Diplomacy, on a commonsense view, is at its core a political activity. The building of a professional foreign service, however, requires carving out a different, non-political space for diplomacy. For Max Weber, ‘the particular strength of bureaucratic administration is due, among other factors, to the fact that those who operate the administrative machinery and those who own it are kept rigorously apart’.Footnote 103 Drawing on Mitchell's insight that mundane practices perform the state as a distinct entity, we can see why this is so.Footnote 104 By separating the ‘technical’ work from the ‘political’ process, bureaucracies create a semi-autonomous sphere in which the interests and policies of the state are determined through rational procedures and thereby acquire the status of objective facts. In this section, I will trace how Kosovo's diplomats tried to insulate the ‘technical’ aspects of diplomacy from ‘politics’ to elaborate how, for contested states, instrumental action is at the same time a cultural performance. As I will demonstrate, the everyday practices of administration in a foreign ministry at once produce rational decisions and the reality of the state as a normal actor of international politics.

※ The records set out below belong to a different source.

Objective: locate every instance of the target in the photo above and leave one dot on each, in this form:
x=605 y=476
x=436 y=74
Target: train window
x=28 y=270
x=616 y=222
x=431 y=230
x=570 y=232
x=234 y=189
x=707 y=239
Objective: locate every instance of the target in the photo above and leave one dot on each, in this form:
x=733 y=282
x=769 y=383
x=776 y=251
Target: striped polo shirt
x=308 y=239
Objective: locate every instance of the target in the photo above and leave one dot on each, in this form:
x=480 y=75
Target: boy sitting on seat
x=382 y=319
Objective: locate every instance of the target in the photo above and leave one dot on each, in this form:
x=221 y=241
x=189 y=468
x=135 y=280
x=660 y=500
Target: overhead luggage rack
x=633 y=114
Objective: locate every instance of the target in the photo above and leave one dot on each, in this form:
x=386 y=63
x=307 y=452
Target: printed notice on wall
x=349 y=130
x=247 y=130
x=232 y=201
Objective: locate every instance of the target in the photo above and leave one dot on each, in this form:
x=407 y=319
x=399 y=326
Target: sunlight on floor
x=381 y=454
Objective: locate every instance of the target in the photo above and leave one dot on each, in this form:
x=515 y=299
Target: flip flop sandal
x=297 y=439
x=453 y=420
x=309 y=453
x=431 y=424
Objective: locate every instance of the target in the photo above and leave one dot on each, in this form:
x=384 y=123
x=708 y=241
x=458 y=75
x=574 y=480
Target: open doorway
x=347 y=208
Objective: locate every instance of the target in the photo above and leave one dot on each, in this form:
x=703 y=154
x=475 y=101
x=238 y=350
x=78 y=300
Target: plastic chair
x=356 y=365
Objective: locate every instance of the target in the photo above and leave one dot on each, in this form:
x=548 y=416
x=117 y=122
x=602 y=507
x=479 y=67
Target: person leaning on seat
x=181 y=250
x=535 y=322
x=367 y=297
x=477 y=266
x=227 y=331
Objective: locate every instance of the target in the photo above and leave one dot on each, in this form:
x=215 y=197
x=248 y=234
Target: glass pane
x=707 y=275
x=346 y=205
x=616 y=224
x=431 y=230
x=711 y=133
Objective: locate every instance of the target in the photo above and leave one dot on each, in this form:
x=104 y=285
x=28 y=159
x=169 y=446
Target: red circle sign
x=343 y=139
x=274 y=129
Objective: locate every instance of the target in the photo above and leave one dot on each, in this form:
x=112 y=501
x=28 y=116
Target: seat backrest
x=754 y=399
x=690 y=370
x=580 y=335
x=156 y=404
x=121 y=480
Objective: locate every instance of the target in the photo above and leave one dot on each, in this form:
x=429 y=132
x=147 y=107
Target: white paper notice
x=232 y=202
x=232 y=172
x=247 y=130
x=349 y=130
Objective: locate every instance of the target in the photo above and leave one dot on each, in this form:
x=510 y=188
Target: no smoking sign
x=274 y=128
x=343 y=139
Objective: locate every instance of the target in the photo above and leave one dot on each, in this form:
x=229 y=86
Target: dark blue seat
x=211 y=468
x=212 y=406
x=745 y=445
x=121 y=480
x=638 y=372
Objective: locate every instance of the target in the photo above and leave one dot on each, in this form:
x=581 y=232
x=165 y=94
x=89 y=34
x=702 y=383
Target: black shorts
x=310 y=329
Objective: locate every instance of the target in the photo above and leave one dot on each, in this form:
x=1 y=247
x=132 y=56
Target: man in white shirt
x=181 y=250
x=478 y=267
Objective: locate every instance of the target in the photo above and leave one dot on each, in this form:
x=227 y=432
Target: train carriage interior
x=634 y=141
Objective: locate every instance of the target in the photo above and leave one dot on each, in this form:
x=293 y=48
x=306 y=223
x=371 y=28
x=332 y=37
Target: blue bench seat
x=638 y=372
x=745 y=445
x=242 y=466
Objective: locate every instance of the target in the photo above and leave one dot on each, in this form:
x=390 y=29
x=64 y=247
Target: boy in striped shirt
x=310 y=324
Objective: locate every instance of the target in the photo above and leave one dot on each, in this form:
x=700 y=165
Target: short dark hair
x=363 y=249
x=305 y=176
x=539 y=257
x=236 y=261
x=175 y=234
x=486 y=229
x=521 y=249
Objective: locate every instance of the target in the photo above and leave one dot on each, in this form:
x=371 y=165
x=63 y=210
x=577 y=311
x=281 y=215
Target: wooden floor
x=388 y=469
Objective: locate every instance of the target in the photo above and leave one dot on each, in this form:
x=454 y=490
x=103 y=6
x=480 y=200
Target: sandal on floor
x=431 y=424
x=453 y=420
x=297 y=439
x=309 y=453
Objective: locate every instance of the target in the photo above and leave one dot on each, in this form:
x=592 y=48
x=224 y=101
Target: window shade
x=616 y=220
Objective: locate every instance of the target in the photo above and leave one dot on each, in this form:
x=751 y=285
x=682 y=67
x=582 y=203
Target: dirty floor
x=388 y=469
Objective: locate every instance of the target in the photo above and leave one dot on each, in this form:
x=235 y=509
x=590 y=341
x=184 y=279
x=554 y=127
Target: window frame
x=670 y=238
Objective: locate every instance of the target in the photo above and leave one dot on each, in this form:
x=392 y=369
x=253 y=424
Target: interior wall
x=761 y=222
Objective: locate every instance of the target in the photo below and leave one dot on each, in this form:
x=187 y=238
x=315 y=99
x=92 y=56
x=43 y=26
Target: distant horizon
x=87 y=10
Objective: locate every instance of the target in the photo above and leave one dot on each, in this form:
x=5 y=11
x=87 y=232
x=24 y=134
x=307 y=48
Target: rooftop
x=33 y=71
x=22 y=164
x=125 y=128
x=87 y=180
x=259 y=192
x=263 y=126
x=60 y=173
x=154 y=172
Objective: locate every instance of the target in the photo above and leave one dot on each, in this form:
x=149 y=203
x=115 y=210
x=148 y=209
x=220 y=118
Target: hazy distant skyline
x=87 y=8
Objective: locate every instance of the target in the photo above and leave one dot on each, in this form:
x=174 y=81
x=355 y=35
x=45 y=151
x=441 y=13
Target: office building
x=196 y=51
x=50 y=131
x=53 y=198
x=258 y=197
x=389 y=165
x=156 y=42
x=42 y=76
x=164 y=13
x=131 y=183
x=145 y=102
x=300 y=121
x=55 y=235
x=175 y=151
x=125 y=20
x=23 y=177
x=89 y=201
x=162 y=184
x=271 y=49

How difficult it would be to protect the nascent foreign ministry from undue ‘political’ influences became immediately apparent when Kosovo's newly appointed foreign minister, Skënder Hyseni, and his advisors proceeded to fill the organisaational chart of the ministry with actual bureaucrats. For Weber, it is a hallmark of a rational bureaucracy that its member are ‘selected on the basis of technical qualifications’, which ideally are ‘tested by examination or guaranteed by diplomas certifying technical training, or both’.Footnote 105 However, realising this ideal proved difficult in a political context in which positions in the civil service are commonly assigned by a logic of patronage. This is how Skënder Hyseni described recruiting practices in the early days of the ministry:

First we advertised a number of key positions in the foreign ministry. People would apply. An interview and test panel was established to select possibly the best. It was not always the case. I'm not so idealistic. Because we live in a real … in a troubled world. But in most of the cases, I think, we got the best of those who would apply.Footnote 106

That the world of Kosovo's civil service is troubled by nepotism and corruption is an open secret.Footnote 107 The Speaker of the Kosovo Assembly Kadri Veseli admitted to journalists in August 2016 that ‘the issue of nepotism and the employment issue which often is not based on merits’ is still ‘a reality’ in Kosovo, to which the British ambassador to Kosovo added that ‘no one believes that employments are conducted on the basis of merit and qualifications, so we need to crack this practice and should restore people's trust in the institutions of Kosovo’.Footnote 108

The difficulties of keeping ‘politics’ out of the hiring process of Kosovo's first diplomats can also be nicely illustrated with a particular measure proposed by the KMFAS consultants. They observed that ‘the appointment of high government officials is likely to be beset with political considerations’.Footnote 109 As a corrective they therefore developed a ‘Hiring Decision Tool’ (HDT) to assess candidates for entrance into the foreign service.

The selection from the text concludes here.